A study has shown that not all chikungunya viruses behave the same way, and that simple laboratory features can reveal important clues about how the disease will unfold in patients. The key insight is that plaque size could serve as a simple, early indicator of disease outcome, helping researchers and clinicians better predict which patients are at risk of prolonged illness. This finding adds a practical new layer to understanding chikungunya severity and long-term impact.
Published in elife: PPARγ mediated enhanced lipid biogenesis fuels Mycobacterium tuberculosis growth in a drug-tolerant hepatocyte environment
Challenging the long-held view that tuberculosis is solely a disease of the lungs, this study shows that Mycobacterium tuberculosis can also infect the liver during long-term infection, where it quietly reshapes the body’s metabolism to support its own survival. The study reveals the liver as a previously hidden reservoir for TB; a discovery that helps explain why TB can cause whole-body symptoms such as severe weight loss and muscle wasting, and why treatment can sometimes fail. The work reframes tuberculosis as a systemic disease and points to new directions for improving TB therapy beyond targeting the lungs alone.
From ICGEB Cape Town:
Published in HPB (Oxford) Surgical treatment outcomes of hepatic cystic echinococcosis in HIV-positive and HIV-negative patients: a South African cohort study.

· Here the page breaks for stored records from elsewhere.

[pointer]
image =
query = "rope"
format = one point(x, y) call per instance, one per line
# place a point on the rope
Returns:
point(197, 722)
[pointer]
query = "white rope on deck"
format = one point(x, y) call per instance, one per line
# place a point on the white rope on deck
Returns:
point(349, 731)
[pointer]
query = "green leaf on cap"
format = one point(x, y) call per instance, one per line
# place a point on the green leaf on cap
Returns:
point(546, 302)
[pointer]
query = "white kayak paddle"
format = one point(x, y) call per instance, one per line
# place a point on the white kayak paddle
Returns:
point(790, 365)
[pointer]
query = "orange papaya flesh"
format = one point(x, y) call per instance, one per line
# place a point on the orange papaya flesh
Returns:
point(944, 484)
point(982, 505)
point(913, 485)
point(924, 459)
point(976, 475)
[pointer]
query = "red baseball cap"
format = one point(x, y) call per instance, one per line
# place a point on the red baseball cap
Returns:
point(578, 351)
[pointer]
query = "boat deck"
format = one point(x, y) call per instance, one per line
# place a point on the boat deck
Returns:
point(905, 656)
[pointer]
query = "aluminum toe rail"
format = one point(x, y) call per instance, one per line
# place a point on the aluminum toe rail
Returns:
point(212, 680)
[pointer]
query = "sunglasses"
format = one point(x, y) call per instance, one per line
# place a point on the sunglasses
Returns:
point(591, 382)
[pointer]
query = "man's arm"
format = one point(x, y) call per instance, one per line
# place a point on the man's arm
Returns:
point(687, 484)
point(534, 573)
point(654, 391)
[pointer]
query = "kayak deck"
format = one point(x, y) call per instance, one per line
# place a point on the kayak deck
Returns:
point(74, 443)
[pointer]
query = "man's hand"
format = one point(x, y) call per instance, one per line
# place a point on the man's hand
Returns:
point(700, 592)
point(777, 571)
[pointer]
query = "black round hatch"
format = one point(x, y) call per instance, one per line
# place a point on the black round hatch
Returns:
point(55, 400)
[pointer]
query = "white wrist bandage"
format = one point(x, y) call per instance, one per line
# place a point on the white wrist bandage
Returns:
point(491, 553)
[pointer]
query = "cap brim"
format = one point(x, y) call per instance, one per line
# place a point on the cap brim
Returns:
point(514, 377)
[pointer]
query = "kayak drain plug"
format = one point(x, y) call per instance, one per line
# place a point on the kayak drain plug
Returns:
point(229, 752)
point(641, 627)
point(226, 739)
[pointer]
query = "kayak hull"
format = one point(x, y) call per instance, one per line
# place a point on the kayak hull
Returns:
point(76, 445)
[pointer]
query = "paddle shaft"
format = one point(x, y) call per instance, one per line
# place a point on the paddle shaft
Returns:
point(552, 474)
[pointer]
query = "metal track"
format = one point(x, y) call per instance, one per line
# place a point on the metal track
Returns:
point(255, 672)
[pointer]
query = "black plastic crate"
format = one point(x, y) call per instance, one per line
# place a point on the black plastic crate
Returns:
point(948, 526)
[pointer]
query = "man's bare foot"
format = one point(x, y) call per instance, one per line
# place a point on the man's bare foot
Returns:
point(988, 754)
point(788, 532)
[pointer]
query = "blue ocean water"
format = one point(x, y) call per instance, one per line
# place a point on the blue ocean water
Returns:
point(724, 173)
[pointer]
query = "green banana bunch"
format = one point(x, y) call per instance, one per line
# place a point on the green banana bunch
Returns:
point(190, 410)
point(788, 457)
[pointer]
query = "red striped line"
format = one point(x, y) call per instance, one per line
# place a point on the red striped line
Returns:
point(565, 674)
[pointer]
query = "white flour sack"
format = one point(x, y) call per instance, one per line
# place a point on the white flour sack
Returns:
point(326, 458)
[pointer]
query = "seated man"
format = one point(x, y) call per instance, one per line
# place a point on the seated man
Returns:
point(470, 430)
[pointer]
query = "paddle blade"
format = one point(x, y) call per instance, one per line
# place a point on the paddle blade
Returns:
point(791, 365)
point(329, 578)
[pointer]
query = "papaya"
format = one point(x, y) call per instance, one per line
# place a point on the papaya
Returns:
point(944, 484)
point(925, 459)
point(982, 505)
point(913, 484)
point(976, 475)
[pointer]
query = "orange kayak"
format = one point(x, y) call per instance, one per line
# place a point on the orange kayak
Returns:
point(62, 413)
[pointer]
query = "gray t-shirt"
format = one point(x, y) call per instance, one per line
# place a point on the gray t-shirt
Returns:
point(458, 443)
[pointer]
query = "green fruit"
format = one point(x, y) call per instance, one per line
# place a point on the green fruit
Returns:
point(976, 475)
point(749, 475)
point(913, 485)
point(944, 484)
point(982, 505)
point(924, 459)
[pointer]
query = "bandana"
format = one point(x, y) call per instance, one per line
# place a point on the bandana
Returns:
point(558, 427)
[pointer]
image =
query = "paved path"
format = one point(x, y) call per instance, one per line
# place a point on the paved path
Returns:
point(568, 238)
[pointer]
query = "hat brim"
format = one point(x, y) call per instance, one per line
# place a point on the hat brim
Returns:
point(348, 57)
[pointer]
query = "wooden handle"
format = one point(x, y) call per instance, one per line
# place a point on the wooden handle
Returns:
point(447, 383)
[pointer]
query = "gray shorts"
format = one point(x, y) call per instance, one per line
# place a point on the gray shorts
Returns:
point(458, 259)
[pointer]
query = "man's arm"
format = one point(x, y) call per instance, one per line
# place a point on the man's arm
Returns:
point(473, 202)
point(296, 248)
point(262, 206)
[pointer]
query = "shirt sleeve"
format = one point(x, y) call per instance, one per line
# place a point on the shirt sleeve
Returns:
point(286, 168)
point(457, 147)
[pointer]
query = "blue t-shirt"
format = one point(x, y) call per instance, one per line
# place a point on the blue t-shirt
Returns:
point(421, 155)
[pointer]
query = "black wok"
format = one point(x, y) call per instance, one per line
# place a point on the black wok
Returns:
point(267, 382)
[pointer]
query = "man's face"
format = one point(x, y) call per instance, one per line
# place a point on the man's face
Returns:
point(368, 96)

This study challenges the assumption that HIV co-infection automatically leads to worse surgical outcomes in patients with hepatic cystic echinococcosis. While people living with HIV often present with more severe and complicated forms of the disease, the researchers show that once these patients reach surgery, their complication rates and survival are similar to those of HIV-negative patients. The real insight comes from the unexpectedly high proportion of HIV-positive patients requiring surgery. This suggests that HIV may not increase surgical risk itself, but instead makes the disease more aggressive and less likely to resolve without intervention, pushing patients toward surgery more often. By separating disease severity at presentation from surgical outcomes, the study reframes how clinicians should think about risk, timing of treatment, and follow-up in co-infected patients—and highlights the need for earlier detection and management rather than more cautious surgery.
Funding
Dr. Lawrence Banks and the Tumour Virology laboratory at ICGEB Trieste have received funding for five years from the AIRC Foundation for Cancer Research in italy for their project entitled “Identification of novel therapeutic approaches for Cervical Cancer“. The studies underway involve understanding how two key human papillomavirus (HPV) proteins, E6 and E7, drive cancer development and significantly deepen our understanding of how HPV hijacks cellular machinery, opening new avenues for future research aimed at developing therapies that disrupt phosphorylation-dependent interactions, potentially weakening the virus’s ability to drive cancer.
CRP Grant Publication
A review was published in Cell Biochem Funct: Mapping Three Decades of Rho GTPase Signalling in Cancer: Unveiling Loopholes and Future Directions (1990-2024)
Systematically analysing more than 1,400 published papers. the authors show a big-picture view of how cancer research on Rho GTPases has evolved over the past 30 years, how the scientific community has studied them, where the field has concentrated its efforts, and where important gaps remain. This study provides a roadmap for where future research could have the greatest impact, helping the field move beyond well-trodden paths toward more effective cancer treatments.